MARQUEST WEEKLY COMMENTARY – NOVEMBER 2, 2015.
Liis Palmer, Cassels Investment Management Inc.
Global Balanced Fund
Last week the MSCI World Index was flat (0.0 percent). The C$ was up 0.7 percent against the US$. The Marquest Global Balanced Fund A units closed at $17.59 ($17.68 including the monthly distribution) compared with $17.75 the previous week.
Significant contributors to performance were Whirlpool (up 9.7 percent), Aetna (up 8.3 percent) and AMC Networks (up 4.9 percent). Whirlpool and Aetna were last week’s laggards.
Laggards were Westshore Terminals (down 20.3 percent), CVS Health (down 5.0 percent) and DR Horton (down 5.5 percent).
Westshore operates a coal storage and loading terminal at Roberts Bank, BC. The terminal operates on a throughput basis and is paid a handling charge by its customers when the coal is loaded on a ship. Westshore does not take title to the coal it handles under its customers’ contracts. The company announced lower throughput guidance and a dividend cut ($0.33 to $0.25 per quarter). The Jim Pattison Group is the majority shareholder and has effective control over the company’s strategic direction. The dividend cut is a very conservative move. The company has $270 million in capital projects and no debt ($59 million cash). The Board decided to maintain minimal debt in this environment.

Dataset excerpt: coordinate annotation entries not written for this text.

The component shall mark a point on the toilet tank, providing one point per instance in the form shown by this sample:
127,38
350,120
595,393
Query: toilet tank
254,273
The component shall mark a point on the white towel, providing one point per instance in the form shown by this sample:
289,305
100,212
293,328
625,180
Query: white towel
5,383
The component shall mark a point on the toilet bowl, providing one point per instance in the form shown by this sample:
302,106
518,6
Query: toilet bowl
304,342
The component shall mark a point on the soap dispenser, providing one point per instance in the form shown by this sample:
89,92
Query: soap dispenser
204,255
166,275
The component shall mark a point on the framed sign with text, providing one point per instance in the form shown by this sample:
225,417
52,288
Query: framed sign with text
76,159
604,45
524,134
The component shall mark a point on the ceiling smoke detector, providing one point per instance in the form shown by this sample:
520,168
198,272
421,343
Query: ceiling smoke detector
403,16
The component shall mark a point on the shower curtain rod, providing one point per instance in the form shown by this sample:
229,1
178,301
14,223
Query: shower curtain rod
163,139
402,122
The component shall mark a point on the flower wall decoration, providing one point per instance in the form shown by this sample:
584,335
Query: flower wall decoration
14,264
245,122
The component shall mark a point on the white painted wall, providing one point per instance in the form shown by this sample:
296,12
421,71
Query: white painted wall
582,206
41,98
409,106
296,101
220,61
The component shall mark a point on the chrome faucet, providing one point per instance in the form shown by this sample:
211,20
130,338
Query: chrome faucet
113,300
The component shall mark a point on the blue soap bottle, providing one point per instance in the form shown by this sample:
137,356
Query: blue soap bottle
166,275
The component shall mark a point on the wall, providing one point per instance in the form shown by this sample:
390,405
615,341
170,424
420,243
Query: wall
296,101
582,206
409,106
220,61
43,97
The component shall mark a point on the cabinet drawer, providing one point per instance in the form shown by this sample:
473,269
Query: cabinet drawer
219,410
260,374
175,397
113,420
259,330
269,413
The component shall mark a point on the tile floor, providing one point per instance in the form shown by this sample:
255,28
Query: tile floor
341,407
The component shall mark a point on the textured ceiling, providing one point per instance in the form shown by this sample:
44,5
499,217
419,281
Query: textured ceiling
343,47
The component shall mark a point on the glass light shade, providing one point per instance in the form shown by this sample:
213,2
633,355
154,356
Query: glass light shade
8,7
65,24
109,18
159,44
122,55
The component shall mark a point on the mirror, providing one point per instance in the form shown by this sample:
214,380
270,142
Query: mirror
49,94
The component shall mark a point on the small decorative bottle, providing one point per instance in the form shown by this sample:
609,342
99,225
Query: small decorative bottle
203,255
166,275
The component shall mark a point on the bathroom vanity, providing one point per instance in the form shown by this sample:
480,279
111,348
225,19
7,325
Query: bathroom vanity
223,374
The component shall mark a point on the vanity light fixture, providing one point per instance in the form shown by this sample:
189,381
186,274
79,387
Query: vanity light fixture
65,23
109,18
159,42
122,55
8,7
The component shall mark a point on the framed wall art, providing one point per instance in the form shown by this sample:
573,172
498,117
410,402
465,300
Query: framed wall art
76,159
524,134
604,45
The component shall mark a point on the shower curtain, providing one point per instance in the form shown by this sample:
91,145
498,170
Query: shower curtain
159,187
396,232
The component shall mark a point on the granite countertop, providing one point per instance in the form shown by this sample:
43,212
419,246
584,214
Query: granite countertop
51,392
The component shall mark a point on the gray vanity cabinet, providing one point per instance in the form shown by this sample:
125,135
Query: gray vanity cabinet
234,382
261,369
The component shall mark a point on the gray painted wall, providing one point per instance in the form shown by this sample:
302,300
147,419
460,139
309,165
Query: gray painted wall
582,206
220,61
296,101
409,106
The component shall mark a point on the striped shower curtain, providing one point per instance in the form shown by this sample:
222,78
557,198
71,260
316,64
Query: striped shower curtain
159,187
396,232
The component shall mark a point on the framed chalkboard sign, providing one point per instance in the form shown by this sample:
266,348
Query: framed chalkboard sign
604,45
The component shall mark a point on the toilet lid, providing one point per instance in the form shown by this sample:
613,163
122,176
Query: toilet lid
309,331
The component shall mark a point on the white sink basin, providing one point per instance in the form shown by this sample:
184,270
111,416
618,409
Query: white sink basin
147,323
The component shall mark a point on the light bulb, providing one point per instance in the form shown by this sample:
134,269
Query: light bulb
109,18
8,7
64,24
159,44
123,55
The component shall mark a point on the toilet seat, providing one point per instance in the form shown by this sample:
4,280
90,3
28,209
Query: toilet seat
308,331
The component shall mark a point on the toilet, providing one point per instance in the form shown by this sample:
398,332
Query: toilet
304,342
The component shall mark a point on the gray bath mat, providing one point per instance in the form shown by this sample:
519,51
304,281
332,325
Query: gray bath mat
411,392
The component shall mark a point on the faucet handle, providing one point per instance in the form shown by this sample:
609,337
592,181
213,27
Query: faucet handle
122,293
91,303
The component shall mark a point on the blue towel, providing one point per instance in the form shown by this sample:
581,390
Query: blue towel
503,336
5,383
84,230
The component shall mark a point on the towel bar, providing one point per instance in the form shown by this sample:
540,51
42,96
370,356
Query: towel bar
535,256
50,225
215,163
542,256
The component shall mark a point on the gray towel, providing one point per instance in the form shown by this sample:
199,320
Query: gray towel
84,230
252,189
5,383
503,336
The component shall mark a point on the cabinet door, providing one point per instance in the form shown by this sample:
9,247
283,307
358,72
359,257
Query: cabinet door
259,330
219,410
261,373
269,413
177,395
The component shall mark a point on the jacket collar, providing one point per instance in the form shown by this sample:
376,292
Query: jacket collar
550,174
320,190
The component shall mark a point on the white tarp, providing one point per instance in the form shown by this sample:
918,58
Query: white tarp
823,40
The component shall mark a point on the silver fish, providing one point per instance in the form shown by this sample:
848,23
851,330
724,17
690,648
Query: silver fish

CVS Health pared their outlook for 2016 because of costs associated with keeping competitive in the drug retailing business. This is a regular dynamic of the business. The stores have to look fresh. CVS’s combination of the Drug Retailing business and Pharmacy Benefit Management (“PBM”) business offers an advantage in drug distribution. CVS has decided on a long term strategy of targeting the health plan business which has lower margins at the onset of contracts but opportunities to sell additional services as clients mature.
DR Horton and the homebuilders’ share prices were brought down in part due to the release of weaker than expected housing data in the US.